A comparison was made by assessing the impact that HU value variation across modalities had on the HU curves. To do so, a CIRS Model 605 Radiosurgery Head Phantom (TED) was imaged for 2 mm slice thickness using each of the three modalities. A 7 cm diameter in the axial plane was delineated to define a volume of approximately 106 cc. A plan was created in Pinnacle TPS with four beams spaced at 90° (box-technique) being delivered to a generic planned target volume (PTV) on the FCT dataset. Image fusion was performed and the PTV contour was transferred onto the coordinate system of the linac-based CBCT and the Leksell Gamma Knife Icon CBCT. Markers representing beam orientations were also transferred to each dataset. This information was then used to reconstruct the plan geometry using the linac-based CBCT and the Leksell Gamma Knife Icon CBCT datasets for dose calculation. A dose of 50 Gy was prescribed to the isocenter. Couch, gantry, and collimator angles were adjusted to generate a consistent plan on all three datasets [Figure 3]. The dose was normalized to the isocenter, and the dosimetry was assessed by examining the HU values, volumes, and dose statistics.
Variation of Hounsfield unit with respect to longitudinal distance in fan beam computed tomography
The variation in mean HU values for multiple slices along the longitudinal axis of the AED phantom in CT for water, lung and cortical bone inserts is shown in Figures 4-6, respectively. In each case, the blue triangle represents the mean HU value of the respective insert at the center of the phantom scan length whereas the mean HU variation along the phantom with 2 mm increment is shown with orange crosses. In addition to this, red dotted lines illustrate ± 1 s for each data point. The abscissa illustrates the scanned length of the phantom in millimeters, with zero representing the bottom side of the phantom (superior end). On the other hand, mean HU is plotted along the ordinate indicating the mean HU values of each insert along the axial direction (i.e., in superior-inferior direction).

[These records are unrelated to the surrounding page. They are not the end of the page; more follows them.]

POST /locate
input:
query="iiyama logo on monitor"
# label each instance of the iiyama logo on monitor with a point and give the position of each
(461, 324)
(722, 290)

In the case of the water insert [Figure 4], the mean HU value at the center of the phantom scan length was found to be − 4.8 ± 10.3. An insignificant variation was observed along the axial axis of the phantom with maximum and minimum of −1.74 ± 11.51 (at 72 mm) and − 7.83 ± 11.27 (at 112 mm), respectively. Standard deviation (1 s) was calculated to be fairly consistent along the scanned phantom with an average of 11.37 ± 0.75. In the case of Lung LN-450 insert [Figure 5], the mean HU values seemed to fluctuate randomly along the axial direction of the scanned phantom without presenting any correlation between mean HU and axial distance. The average HU at the center of the phantom was found to be − 523.2 ± 12.9. The highest variation was noted at 10 mm away from the superior end of the phantom with a mean HU value of −517.1 ± 14.0 and lowest of − 527.2 ± 15.8 in the same direction at 32 mm.
For the cortical bone insert, the mean value at the center of the phantom was measured to be 1405.7 ± 11.9. The HU values did not vary significantly along the phantom with minimum and maximum values of 1400.3 ± 12.5 and 1408.3 ± 11.9, respectively. Both of these values were at the opposite ends of the phantom, the maximum value was 24 mm away from the superior end whereas the superior end of the phantom corresponded to the minimum value.

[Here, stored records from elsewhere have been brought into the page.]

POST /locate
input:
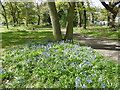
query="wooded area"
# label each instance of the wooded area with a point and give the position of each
(59, 44)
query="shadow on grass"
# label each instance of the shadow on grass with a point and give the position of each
(13, 38)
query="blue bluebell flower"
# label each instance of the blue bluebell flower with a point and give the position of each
(103, 85)
(77, 84)
(100, 79)
(77, 78)
(28, 61)
(84, 86)
(1, 71)
(107, 60)
(89, 81)
(94, 57)
(17, 45)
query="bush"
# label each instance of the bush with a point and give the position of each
(57, 65)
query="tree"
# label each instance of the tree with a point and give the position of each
(84, 15)
(38, 9)
(55, 21)
(112, 10)
(69, 25)
(4, 14)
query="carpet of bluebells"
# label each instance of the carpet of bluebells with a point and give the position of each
(57, 65)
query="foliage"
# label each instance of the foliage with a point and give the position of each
(98, 31)
(57, 65)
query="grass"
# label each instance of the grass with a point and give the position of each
(57, 65)
(31, 60)
(12, 37)
(102, 32)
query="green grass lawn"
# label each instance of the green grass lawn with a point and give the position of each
(31, 60)
(102, 32)
(15, 36)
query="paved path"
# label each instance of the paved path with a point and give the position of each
(107, 47)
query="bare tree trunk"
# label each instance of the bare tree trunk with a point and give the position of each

In addition to this, all-inserts HU data was also collected for the Gammex RDI 467 tissue characterization phantom and the AED phantom including their physical and relative electron densities as shown in Tables 1 and 2, respectively. A few of the inserts were found to have different physical and relative electron densities for the same corresponding materials between the phantoms, for example, adipose, liver and cortical bone. This variation in the densities resulted in differences in HU values measured for these inserts in their respective phantoms. For AED inserts HU measurements, volume analysis was also performed to estimate the relation between central slice and volume-based HU readings. As shown in Table 1, no significant differences were observed.

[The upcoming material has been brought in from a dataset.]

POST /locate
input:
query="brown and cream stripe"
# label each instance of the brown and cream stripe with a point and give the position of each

Hounsfield unit dependency on fan beam computed tomography acquisition protocol
Table 3 illustrates the volume mean HU analysis of each insert conducted for a number of clinical protocols. The results demonstrate minimal differences (±6 HU) between the mean HU values across the studied protocols.
Comparison of Linac cone-beam computed tomography
The variations in mean HU values for multiple slices along the longitudinal axis of the AED phantom for Linac CBCTs measured for water, lung, and cortical bone inserts are shown in Figures 7-9, respectively. In each case, the blue triangle represents the mean HU value of respective insert at the center of the phantom scan length whereas mean HU variation along the phantom with 2 mm increment is shown with orange crosses, red dots, green diamonds, dark-green squares, and purple stars for Linac 1, 2, 3, 4, and 5, respectively. The abscissa illustrates the scanned length of the phantom in millimeters, with zero representing the bottom side of the phantom (superior end). On the other hand, mean HU (normalized to the reading at the center of scanned part of the phantom per individual Linac) is plotted along the ordinate indicating the normalized HU values of each insert along the axial direction (i.e., in superior-inferior direction).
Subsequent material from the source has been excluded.